I'm new to doing this all via systemd and systemd-coredump, but I appear to
have gotten cores from two OSD processes. When xzipped they are < 2MIB
each, but I threw them on my webserver to avoid polluting the mailing list.
This seems oddly small, so if I've botched the process somehow let me know
:)

https://aarontc.com/ceph/dumps/core.ceph-osd.150.082e9ca887c34cfbab183366a214a84c.6742.1492634493000000000000.xz
https://aarontc.com/ceph/dumps/core.ceph-osd.150.082e9ca887c34cfbab183366a214a84c.7202.1492634508000000000000.xz

And for reference:
root@osd001:/var/lib/systemd/coredump# ceph -v
ceph version 11.2.0 (f223e27eeb35991352ebc1f67423d4ebc252adb7)

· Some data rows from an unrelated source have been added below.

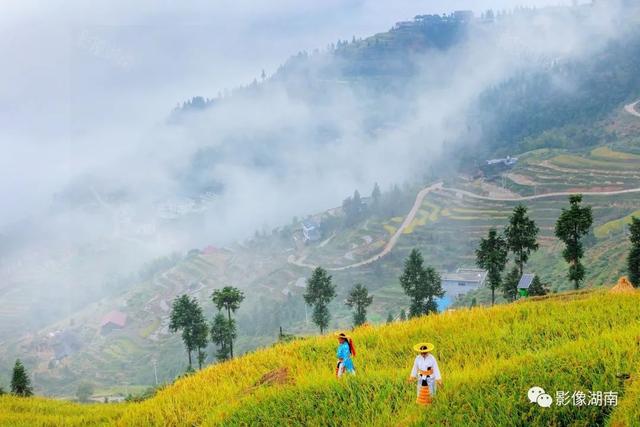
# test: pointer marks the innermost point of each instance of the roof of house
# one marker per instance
(117, 318)
(526, 280)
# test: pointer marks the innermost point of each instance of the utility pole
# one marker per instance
(155, 369)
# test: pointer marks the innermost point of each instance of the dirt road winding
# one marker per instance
(631, 109)
(439, 187)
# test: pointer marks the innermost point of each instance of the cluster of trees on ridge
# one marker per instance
(422, 284)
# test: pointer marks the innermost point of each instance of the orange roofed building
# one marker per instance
(113, 320)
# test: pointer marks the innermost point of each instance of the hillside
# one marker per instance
(448, 222)
(490, 357)
(575, 138)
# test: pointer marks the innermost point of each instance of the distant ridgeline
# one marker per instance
(382, 55)
(526, 111)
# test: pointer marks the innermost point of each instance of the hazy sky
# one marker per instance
(78, 76)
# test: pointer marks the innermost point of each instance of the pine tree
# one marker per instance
(359, 299)
(521, 234)
(422, 285)
(537, 288)
(572, 225)
(510, 284)
(376, 194)
(20, 381)
(492, 256)
(320, 291)
(633, 261)
(229, 299)
(223, 332)
(186, 316)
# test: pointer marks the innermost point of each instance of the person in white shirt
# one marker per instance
(425, 368)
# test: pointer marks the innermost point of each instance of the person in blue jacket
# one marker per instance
(345, 352)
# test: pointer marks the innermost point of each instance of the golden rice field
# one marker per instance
(489, 358)
(609, 154)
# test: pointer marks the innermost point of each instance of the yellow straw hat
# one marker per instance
(423, 347)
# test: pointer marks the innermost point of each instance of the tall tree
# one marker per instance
(359, 299)
(510, 284)
(376, 194)
(320, 291)
(186, 316)
(223, 332)
(20, 381)
(572, 225)
(201, 337)
(537, 288)
(633, 261)
(492, 256)
(521, 234)
(422, 285)
(229, 299)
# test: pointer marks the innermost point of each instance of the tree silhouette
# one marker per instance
(521, 234)
(422, 285)
(633, 260)
(492, 256)
(360, 299)
(320, 291)
(20, 381)
(186, 316)
(572, 225)
(229, 299)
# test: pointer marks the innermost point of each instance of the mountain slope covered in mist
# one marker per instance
(430, 100)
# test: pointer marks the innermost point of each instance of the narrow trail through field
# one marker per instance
(439, 187)
(631, 109)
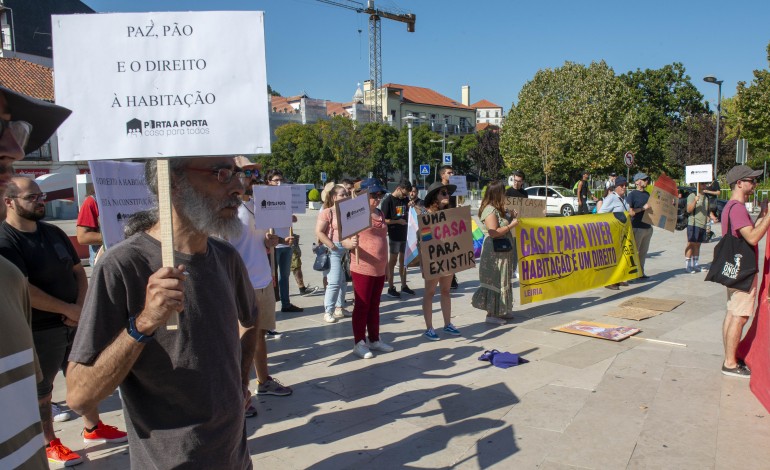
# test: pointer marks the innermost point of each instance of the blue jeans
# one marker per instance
(283, 261)
(335, 278)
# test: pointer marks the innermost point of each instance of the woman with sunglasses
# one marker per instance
(368, 272)
(327, 233)
(494, 294)
(436, 200)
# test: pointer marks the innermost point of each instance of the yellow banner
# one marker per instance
(562, 255)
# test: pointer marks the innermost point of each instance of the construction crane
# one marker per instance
(375, 44)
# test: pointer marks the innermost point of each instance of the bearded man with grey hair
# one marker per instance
(184, 390)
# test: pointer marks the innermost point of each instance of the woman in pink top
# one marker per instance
(368, 271)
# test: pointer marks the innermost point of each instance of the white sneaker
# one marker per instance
(380, 346)
(362, 350)
(329, 317)
(59, 415)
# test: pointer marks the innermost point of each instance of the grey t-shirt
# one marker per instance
(183, 396)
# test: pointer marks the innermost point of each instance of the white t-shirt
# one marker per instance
(251, 245)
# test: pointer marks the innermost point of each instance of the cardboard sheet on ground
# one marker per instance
(446, 243)
(663, 204)
(272, 206)
(633, 313)
(163, 84)
(120, 192)
(525, 207)
(565, 255)
(651, 303)
(353, 215)
(597, 330)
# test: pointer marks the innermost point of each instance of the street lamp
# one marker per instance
(713, 79)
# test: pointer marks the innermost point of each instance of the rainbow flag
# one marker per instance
(478, 238)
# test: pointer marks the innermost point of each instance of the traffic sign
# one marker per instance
(629, 159)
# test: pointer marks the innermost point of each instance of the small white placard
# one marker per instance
(120, 192)
(157, 85)
(698, 174)
(272, 206)
(461, 183)
(353, 215)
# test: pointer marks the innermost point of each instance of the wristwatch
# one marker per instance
(139, 337)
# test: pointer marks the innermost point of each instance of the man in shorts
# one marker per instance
(740, 305)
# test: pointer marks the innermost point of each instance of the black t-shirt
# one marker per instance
(396, 208)
(513, 192)
(47, 257)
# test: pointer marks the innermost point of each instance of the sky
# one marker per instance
(495, 47)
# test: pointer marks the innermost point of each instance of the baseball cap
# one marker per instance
(739, 172)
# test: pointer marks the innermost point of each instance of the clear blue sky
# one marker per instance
(495, 46)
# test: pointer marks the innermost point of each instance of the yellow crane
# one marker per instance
(375, 44)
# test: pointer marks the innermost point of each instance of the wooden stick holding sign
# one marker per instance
(166, 226)
(353, 216)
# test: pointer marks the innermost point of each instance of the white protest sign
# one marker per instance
(156, 85)
(272, 206)
(698, 174)
(461, 183)
(298, 205)
(353, 215)
(120, 192)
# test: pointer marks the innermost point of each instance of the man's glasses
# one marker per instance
(20, 130)
(224, 175)
(32, 197)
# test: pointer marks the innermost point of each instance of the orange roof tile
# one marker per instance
(27, 77)
(485, 104)
(420, 95)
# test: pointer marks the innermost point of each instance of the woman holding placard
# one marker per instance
(327, 233)
(369, 275)
(494, 294)
(436, 200)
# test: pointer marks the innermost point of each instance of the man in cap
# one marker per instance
(185, 390)
(25, 125)
(637, 203)
(740, 305)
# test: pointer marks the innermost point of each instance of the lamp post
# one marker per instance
(713, 79)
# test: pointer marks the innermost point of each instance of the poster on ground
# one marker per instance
(120, 192)
(663, 204)
(353, 215)
(162, 84)
(272, 206)
(446, 242)
(565, 255)
(525, 207)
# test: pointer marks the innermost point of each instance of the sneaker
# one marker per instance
(738, 371)
(58, 414)
(340, 312)
(329, 317)
(362, 350)
(272, 334)
(430, 333)
(273, 387)
(59, 453)
(380, 346)
(450, 328)
(104, 433)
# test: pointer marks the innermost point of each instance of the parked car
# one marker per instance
(561, 201)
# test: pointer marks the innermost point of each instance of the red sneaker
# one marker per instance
(59, 453)
(104, 433)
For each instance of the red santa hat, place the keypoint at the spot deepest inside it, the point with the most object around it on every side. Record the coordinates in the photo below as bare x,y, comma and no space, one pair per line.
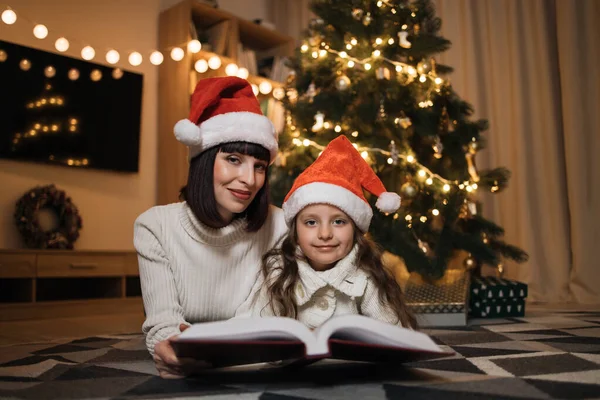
225,110
338,178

I am also investigating sysdig as recommended.

Thanks!
-Aaron


On Mon, Apr 17, 2017 at 8:15 AM, Sage Weil <sage-BnTBU8nroG7k1uMJSBkQmQ@public.gmane.org> wrote:

> On Sat, 15 Apr 2017, Aaron Ten Clay wrote:
> > Hi all,
> >
> > Our cluster is experiencing a very odd issue and I'm hoping for some
> > guidance on troubleshooting steps and/or suggestions to mitigate the
> issue.
> > tl;dr: Individual ceph-osd processes try to allocate > 90GiB of RAM and
> are
> > eventually nuked by oom_killer.
>
> My guess is that there there is a bug in a decoding path and it's
> trying to allocate some huge amount of memory.  Can you try setting a
> memory ulimit to something like 40gb and then enabling core dumps so you
> can get a core?  Something like
>
> ulimit -c unlimited
> ulimit -m 20000000
>
> or whatever the corresponding systemd unit file options are...
>
> Once we have a core file it will hopefully be clear who is
> doing the bad allocation...
>
> sage
>
>
>
> >
> > I'll try to explain the situation in detail:
> >
> > We have 24-4TB bluestore HDD OSDs, and 4-600GB SSD OSDs. The SSD OSDs
> are in
> > a different CRUSH "root", used as a cache tier for the main storage
> pools,
> > which are erasure coded and used for cephfs. The OSDs are spread across
> two
> > identical machines with 128GiB of RAM each, and there are three monitor
> > nodes on different hardware.
> >
> > Several times we've encountered crippling bugs with previous Ceph
> releases
> > when we were on RC or betas, or using non-recommended configurations, so
> in
> > January we abandoned all previous Ceph usage, deployed LTS Ubuntu 16.04,
> and
> > went with stable Kraken 11.2.0 with the configuration mentioned above.
> > Everything was fine until the end of March, when one day we find all but
> a
> > couple of OSDs are "down" inexplicably. Investigation reveals oom_killer
> > came along and nuked almost all the ceph-osd processes.
> >
> > We've gone through a bunch of iterations of restarting the OSDs, trying
> to
> > bring them up one at a time gradually, all at once, various configuration
> > settings to reduce cache size as suggested in this ticket:
> > http://tracker.ceph.com/issues/18924...
> >
> > I don't know if that ticket really pertains to our situation or not, I
> have
> > no experience with memory allocation debugging. I'd be willing to try if
> > someone can point me to a guide or walk me through the process.
> >
> > I've even tried, just to see if the situation was  transitory, adding
> over
> > 300GiB of swap to both OSD machines. The OSD procs managed to allocate,
> in a
> > matter of 5-10 minutes, more than 300GiB of RAM pressure and became
> > oom_killer victims once again.
> >
> > No software or hardware changes took place around the time this problem
> > started, and no significant data changes occurred either. We added about
> > 40GiB of ~1GiB files a week or so before the problem started and that's
> the
> > last time data was written.
> >
> > I can only assume we've found another crippling bug of some kind, this
> level
> > of memory usage is entirely unprecedented. What can we do?
> >
> > Thanks in advance for any suggestions.
> > -Aaron
> >
> >
>


-- 
Aaron Ten Clay
https://aarontc.com